むしろ、日本人の仕事のクオリティは極めて高く、スピード、量、チームワークなど基本的な要素で見ると、とても信頼できる人が多い印象があります。一方で日本人が伸ばすべき分野は、多国籍のメンバーを率いて業務達成に向けて戦略を設定したり、マネジメントしたりするスキルです。ここは教科書のようなマニュアルは存在しないソフトスキルなので、キャリアの早い段階からの経験を積まないと身に付けるのは難しいかもしれません。
曄道(てるみち)佳明
慶應義塾大学理工学部機械工学科卒、同理工学研究科博士後期課程満期退学。博士(工学)。2004年上智大学理工学部教授。学生センター長、入学センター長、学務担当副学長、グローバル化推進担当理事補佐などを経て、17年4月より現職
曄道: 私は「教養の国際通用性」が、日本人に欠けている部分ではないかと思っています。

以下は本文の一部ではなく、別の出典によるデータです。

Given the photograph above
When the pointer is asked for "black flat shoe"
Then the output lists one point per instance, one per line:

たとえば、ビジネスの席では、双方が同じ議題についていろいろ準備をして集まりますからそれなりに話はできます。しかし、たとえばレセプションなど非公式な場で一般的な世間話をした時に、教養が問われる場面が多々あり、戸惑ってしまう日本人が多い。これは隠れた日本のデメリットになっているのではないかと考えています。
端的に言えば、歴史の年号や出来事はよく覚えているけれども、歴史認識の話を宗教や哲学、社会に結びつけて話をするのは不得手です。その結果、仮に「教養がない」という印象を相手に与えてしまったら、ビジネスでは不利になる可能性がありますよね。
長澤:そのとおりだと思います。まず頭に入っている知識という面では、多くの場合、海外の方のほうが深くないけど広い。だからこそさまざまな話題にちゃんとついてこられる。さらに複数で話すときでも、議論をより良い方向や有益にするための発言をすることは楽しみであり、義務であると考えています。そこは大きく違いを感じますね。
曄道:そうした議論の席にただ出席しているだけで積極的に会話にかかわっていく姿勢を見せなければ、その人の印象はゼロではなくマイナスになる可能性があるということです。
このようなことを言う私自身も国際通用性のある教養があるのかと問われれば、実は自信はありません。ただ、つねに努力は続けています。教養とは日々の積み重ねだと思っていますから。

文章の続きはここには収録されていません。